In their modern print editions, the Old Tang History (945 CE) and New Tang History (1060 CE) comprise over 6,000 pages chronicling the politics, art, science, economics, and natural history of the Tang Dynasty (618-907). In the Spring 2018 semester, Professors Wen Xin and Anna M. Shields began designing the Tang History Database, an online, open-access edition of these monumental documents, and received their first CDH Dataset Curation Grant for 2018-2019. This summer, with the help of a second CDH Dataset Curation Grant, a team of five graduate students will finish verifying digital transcriptions of the text. The team will then begin name-tagging people listed in the Histories using the Chinese Biographical Database (CBDB) and geotagging locations with data from the Chinese Historical Geographic Information System (CHGIS) database. This work will create a richly interlinked text that will allow scholars to attend on the macro level to the patterns of difference between the two texts, and to traverse on the semantic level the links between people and places in Tang China.

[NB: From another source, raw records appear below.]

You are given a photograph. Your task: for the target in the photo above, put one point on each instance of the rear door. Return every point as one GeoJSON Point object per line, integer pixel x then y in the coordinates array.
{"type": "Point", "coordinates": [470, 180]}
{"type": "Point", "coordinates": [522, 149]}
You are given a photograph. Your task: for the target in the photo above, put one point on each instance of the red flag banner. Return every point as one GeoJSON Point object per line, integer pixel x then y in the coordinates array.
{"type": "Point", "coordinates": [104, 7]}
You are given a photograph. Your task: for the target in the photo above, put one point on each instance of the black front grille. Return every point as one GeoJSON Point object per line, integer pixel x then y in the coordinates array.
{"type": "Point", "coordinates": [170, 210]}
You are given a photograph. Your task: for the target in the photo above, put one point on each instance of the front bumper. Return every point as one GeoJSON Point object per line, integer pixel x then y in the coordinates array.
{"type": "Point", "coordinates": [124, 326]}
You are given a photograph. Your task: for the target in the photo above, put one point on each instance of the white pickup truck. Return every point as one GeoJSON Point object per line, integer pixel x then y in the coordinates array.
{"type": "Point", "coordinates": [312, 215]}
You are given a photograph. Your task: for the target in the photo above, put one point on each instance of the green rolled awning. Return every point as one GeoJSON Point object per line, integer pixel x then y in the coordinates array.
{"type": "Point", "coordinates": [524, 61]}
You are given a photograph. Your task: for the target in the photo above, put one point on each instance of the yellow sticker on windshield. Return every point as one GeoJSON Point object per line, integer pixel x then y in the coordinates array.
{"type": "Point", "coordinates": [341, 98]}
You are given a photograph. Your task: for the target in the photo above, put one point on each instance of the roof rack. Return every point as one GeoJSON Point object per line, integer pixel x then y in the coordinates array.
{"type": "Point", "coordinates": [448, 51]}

Joshua Kotin, (Associate Professor, Department of English): The Shakespeare and Company Project

Professor Joshua Kotin and project manager Cate Mahoney (graduate student, English) will continue their work on the Shakespeare and Company Project, an interactive website exploring the lending library at the center of expatriate life in Paris from 1919 to 1941. In 2015, researchers from the English Department and designers and developers from the CDH began digitizing and transcribing the borrowing records of approximately 560 members for the whole span of the lending library’s existence. Altogether, this project will provide a portrait of how the library was used by some of the most important writers of the period, from Gertrude Stein to Jacques Lacan, from James Joyce to Simone de Beauvoir. The general public will be able to browse a catalog of the 9,000 books in circulation at Shakespeare and Company and researchers will be able to analyze a dataset of 22,000 discrete borrowing events. This year’s Dataset Curation Grant will cover final preparations of the data in preparation for a project website soft launch during the 2019-2020 academic year.

Angela N. H. Creager, (Thomas M. Siebel Professor in the History of Science, Department of History): The Making (and Unmaking) of Environmental Carcinogens, 1960–2000

By the late 1960s, scientists understood cancer as the product of genetic damage caused by environmental agents. As a result, the US government began regarding cancer from chemicals as a key public health problem. However, efforts to address cancer by regulating industrial chemicals decreased by the 1980s, as both scientific research and public policy shifted towards attributing human cancer to lifestyle (especially diet and smoking). Biochemist and historian of science Angela Creager is building a dataset that will explore how environmental carcinogens evolved as a category of science and regulation among academic scientists, industry leaders, politicians, government officials, and journalists. Working with a team of graduate and undergraduate students, Professor Creager will comb through online repositories containing newspapers, corporate documents, scientific research, and government whitepapers in order to track changes in cancer research, government policy, and public understanding. The resulting dataset will serve as an important resource for quantitative and qualitative analyses of our evolving notions of cancer.